Port Everglades and local elected officials marked the first step in a $437 million expansion to make way for expected massive new cargo ships with a celebratory press conference on Tuesday.
“It’s a critical milestone in getting there,” acting port director Glenn Wiltshire said afterwards of the $29 million Congress approved this month to move a Coast Guard station blocking work.
The work will extend the port channel by more than six football fields, widen turns and deepen parts of the port to 55 feet.
But environmentalists say not so fast, fearful that coral damage that occurred at a PortMiami dredge completed in 2015 could be repeated at Port Everglades. The dredge also comes at a time when scientists are struggling to understand a new coral disease that was first detected near Virginia Key in 2014 after the dredge project got underway. The disease has infected at last half of Florida’s tract, the only inshore reef tract in the continental U.S., and spread to the Caribbean.
“We're still in the middle of a devastating coral disease outbreak that has absolutely decimated the Florida reef tract,” Miami Waterkeeper executive director Rachel Siverstein said. “There is still an open question as to whether or not the dredging project at the Port of Miami had anything to do with the origin and then subsequent spread of that disease.”
The Fort Lauderdale project, first pitched in 1996 and approved by the U.S. Army Corps of Engineers in 2015, was challenged by Miami Waterkeeper after the Corps said it planned to use the same safeguards to protect coral and nearby seagrass that it used at PortMiami. Waterkeeper sued and in 2017 the Corps agreed to delay the dredge while it took a look at new information.
Silverstein said Tuesday details of the new safeguards have still not been made public.
“We haven't heard any public updates about what the plans are, how they're going to protect the corals, how they're going to learn lessons and avoid the same mistakes of the past,” she said. “All we have is this flyer from the press conference.”
To address damage allowed under its permit, port officials said they plan to replant more than 100,000 nursery-grown coral branches over existing reefs and in new artificial reefs. They also plan to obtain mitigation credits in West Lake Park nearby, and restore seagrass beds.
But Silverstein said it’s unclear if the mitigation bank has enough credits remaining.
“So it’s not exactly clear how that mitigation is actually going to be taking place,” she said.
In addition to planting coral and restoring seagrass, deputy port director David Anderton said the Corps has also changed how sediment is hauled offshore by boats called spider barges. At PortMiami, sediment stirred up during the dredge and spilling as the barges moved to an offshore dump site were blamed for smothering more than 90 percent of nearby coral.
Over the last year, he said officials from agencies working on the project have focused on minimizing the sediment by writing limits into contracts and better understanding how the sediment moves through water.
It “will then in turn dramatically reduce the amount of sedimentation that's released into the water,” he said. "It's adding additional costs but it's the right thing to do.”
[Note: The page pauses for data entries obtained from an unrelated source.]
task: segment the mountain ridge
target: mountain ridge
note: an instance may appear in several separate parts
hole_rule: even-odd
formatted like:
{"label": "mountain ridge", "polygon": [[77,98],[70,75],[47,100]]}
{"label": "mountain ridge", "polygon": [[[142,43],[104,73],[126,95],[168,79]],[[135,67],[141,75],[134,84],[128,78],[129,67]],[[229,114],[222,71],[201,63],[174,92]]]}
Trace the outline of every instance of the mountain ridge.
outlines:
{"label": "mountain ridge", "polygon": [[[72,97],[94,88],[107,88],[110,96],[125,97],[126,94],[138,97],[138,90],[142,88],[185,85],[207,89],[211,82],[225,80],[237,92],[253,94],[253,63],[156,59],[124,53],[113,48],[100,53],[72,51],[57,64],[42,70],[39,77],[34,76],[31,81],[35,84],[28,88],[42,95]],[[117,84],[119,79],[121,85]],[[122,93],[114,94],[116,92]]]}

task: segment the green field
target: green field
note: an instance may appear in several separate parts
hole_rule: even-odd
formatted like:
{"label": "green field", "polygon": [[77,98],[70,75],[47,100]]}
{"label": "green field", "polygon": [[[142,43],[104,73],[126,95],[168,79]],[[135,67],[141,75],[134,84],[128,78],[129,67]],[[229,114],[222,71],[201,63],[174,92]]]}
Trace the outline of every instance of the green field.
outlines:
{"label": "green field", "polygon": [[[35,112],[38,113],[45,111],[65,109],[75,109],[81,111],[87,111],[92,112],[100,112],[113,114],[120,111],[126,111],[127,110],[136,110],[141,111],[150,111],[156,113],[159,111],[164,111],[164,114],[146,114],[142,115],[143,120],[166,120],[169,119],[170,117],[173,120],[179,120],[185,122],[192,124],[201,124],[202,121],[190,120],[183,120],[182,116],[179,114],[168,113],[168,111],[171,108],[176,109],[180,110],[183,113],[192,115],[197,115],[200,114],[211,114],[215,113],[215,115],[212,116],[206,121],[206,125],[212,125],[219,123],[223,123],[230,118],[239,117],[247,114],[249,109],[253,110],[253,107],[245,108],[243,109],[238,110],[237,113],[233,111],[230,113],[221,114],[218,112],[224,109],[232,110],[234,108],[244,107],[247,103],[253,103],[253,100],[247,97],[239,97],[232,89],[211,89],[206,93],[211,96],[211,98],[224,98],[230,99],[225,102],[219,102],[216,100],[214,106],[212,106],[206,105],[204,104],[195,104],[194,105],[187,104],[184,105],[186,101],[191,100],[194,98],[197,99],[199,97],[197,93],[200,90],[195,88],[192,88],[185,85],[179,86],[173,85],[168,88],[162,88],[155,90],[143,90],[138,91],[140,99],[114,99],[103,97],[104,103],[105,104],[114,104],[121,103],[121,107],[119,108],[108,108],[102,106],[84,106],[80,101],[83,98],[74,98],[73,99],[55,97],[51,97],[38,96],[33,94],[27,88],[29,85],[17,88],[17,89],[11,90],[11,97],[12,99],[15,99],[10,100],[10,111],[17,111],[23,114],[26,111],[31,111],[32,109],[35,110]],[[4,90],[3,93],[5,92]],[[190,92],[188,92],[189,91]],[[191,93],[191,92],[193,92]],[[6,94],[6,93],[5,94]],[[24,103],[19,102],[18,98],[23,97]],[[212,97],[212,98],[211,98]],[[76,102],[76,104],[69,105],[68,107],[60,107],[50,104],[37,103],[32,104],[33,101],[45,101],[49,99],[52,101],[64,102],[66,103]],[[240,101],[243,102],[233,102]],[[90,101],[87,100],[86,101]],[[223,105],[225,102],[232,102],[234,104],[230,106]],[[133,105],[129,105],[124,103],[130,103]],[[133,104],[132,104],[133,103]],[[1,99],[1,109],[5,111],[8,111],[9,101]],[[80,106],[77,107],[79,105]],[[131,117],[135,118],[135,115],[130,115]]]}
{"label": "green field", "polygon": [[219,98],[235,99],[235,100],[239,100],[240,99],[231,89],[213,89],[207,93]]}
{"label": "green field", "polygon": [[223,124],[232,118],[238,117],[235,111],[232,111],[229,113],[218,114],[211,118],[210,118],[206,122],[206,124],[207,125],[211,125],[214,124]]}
Silverstein, however, said the agencies need to allow the public to comment on the plans and said they have yet to provide a formal evaluation of the damage done to reefs near PortMiami.
“It's disappointing to see that they're moving forward full speed with these deepening and widening projects without having done the environmental piece that they're supposed to have updated and expanded.” she said. “Without even having given the public back the reef that was taken from them during [the PortMiami] project, they're now pushing forward with a new dredging project.”